Bots are widely recognized as being used by fraudulent people for cyberattacks, despite the fact that they may also be used for good. As such, because bot attacks are becoming more sophisticated, many companies and individuals have good reasons to use Datadome to secure their websites.

However,Ā  there are times when using this WAF service can be challenging. For instance, it might be difficult to scrape data from a website that is Datadome-protected. Nevertheless, the good news is that Datadome can be bypassed.

It is definitely one of the trickiest and most challenging security measures to get through, yet with the right knowledge and techniques, it is still possible to slip through its defenses. In this article, we'll examine what Datadome is, how it works, and the strategies you'll need to use to get around it. With further ado, let's get started.


What is DataDome?

DataDome-Cloud-Cyber-Security-Expo-London-2023-Banner

Datadome is a web application firewall (WAF) solution designed for protection against bots and online fraud. With unprecedented accuracy and zero latency, it identifies and mitigates attacks. In other words, it shields websites, APIs, and mobile apps from online fraud and bot attacks. Additionally, it can defend against layer 7 DDoS, card and payment fraud, credential stuffing, and scraping.

More than 3 trillion data signals each day from 25 global sites are processed by DataDome's AI-powered bot detection engine. Hence, the biggest international e-commerce companies can be protected as a result in real-time. Along with its bot prevention solution, it also provides an integrated CAPTCHA that is safe, easy to use and complies with privacy laws. The Inc. 5000 ranked DataDome in 21st place in the category of cybersecurity in 2022.


How Does Datadome Detect Bots?

How Does Datadome Detect Bots

To detect bots, Datadome uses several server-side and client-side techniques to determine the trust score. It is based on this trust score that you are either blocked or allowed to browse the website. You do, however, have a reasonable possibility of bypassing Datadome's bot defense if we understand each stage of this procedure. Let's examine each stage in further detail.

Server-Side Techniques
  • TLS Fingerprinting

The most common server-side fingerprinting method used by web servers to identify a web client, including browsers, scripts, and CLI tools, is TLS fingerprinting. TLS is an evolution of SSL, the protocol in charge of managing secure connections between web clients and servers. TLS is actually the first phase of the HTTP connection.

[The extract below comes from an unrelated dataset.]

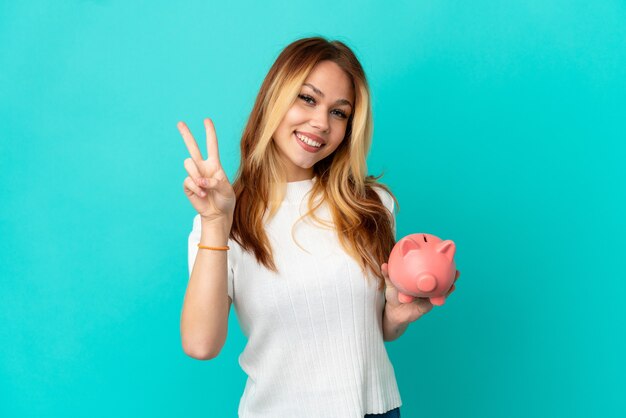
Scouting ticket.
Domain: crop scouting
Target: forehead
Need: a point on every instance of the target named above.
(331, 80)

To be more exact, it is a protocol that uses a number of cryptographic methods to encrypt web-based interactions between a client and a server. Before using TLS for communication, the client and server must first complete the TLS handshake.

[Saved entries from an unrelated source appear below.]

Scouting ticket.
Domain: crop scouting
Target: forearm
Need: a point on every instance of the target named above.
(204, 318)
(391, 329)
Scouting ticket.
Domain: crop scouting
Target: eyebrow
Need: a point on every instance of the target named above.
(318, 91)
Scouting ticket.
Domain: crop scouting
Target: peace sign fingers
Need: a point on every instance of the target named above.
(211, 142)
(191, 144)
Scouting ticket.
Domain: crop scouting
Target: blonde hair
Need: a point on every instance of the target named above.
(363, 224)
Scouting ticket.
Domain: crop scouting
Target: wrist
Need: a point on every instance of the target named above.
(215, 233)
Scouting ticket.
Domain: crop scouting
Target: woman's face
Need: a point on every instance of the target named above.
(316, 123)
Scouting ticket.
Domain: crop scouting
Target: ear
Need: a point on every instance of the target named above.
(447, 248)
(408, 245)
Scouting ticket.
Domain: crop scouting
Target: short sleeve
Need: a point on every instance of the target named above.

As such, Datadome uses this TLS fingerprint to recognize and restrict bot activity. It can determine which web client is attempting to start a conversation before deciding whether to approve or deny the request.

  • HTTP Fingerprinting

HTTP fingerprinting comes next. In essence, HTTP fingerprinting entails examining how the HTTP protocol is implemented on a device. The complexity of the HTTP protocol makes it simpler for Datadome to distinguish between connections between real users and bots. Most websites use HTTP2 or HTTP3.

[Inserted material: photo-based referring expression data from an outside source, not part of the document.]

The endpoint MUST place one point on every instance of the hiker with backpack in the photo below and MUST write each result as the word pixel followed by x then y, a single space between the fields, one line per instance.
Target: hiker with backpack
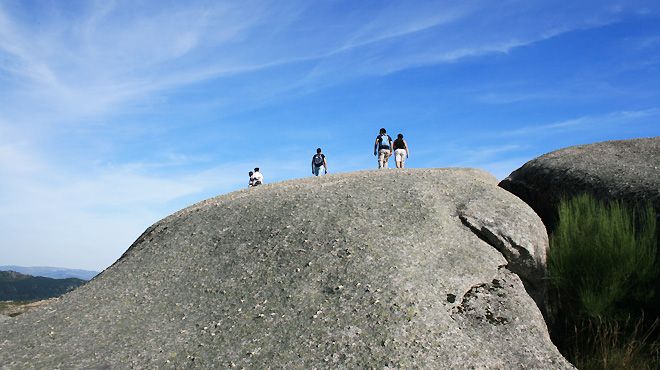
pixel 401 151
pixel 318 161
pixel 257 178
pixel 383 148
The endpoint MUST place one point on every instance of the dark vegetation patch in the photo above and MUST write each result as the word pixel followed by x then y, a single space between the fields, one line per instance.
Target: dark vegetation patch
pixel 603 269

Although HTTP2 is supported by many contemporary libraries, including Python's httpx and cURL, it is not the default. The ability to identify bots via HTTP2 fingerprinting is thus possible. By enabling parallel requests and responses on the same TCP connection and implementing header field compression, its major objective is to enhance the performance of websites and web applications.

In essence, the most fundamental approach to HTTP fingerprinting entails sending an HTTP request to the user and inspecting the HTTP response header. As a result, the trust score of the connection can be accurately determined by Datadome's anti-bot protection.

  • TCP/IP Fingerprinting

TCP/IP fingerprinting is another method through which Datadome identifies bots. TCP/IP fingerprinting is basically a remote detection technique for a TCP/IP protocol stack implementation's features. So, as part of the TCP three-way handshake, a TCP SYN packet is used to start a TCP/IP connection. The operating system of the distant machine can then be deduced by Datadome using the combination of these parameters.

In other words, Datadome can use this method to ascertain whether the client is connecting through a Linux, Mac, or Windows workstation. This would help define the trust score of the connection and tell whether itā€™s a bot or an actual human being. Also, IP address analysis plays a great role.

Since Datadome has access to many different IP databases and can look up the connecting client's IP address, this method can be used to identify the client's ISP, location, and relevant other information. Datadome makes use of three different types of IP addresses. These include:

Residual IP addresses, which are home addresses assigned to average people by internet service providers, are essential because actual humans mostly use residential IP addresses, which are quite expensive to acquire. Hence, they provide a more positive trust score.

Datacenter IP addresses are assigned by different datacenters like CyrusOne, AWS, IBM Cloud, and Google Cloud, just to mention a few. Unlike residential IP addresses, datacenter IPs reflected a significant negative trust score. This means they are likely to be used by bots.

The mobile IP addresses come last. Mobile customers and phone towers decide who gets these. Mobile IP addresses offer a high level of trust because many of the users are real people, just like residence IP addresses do. Furthermore, the objective of mobile IPs is to minimize the effects of location changes as the mobile host moves around without having to modify the underlying TCP or IP in order to maintain the TCP connection between a mobile host and a static host.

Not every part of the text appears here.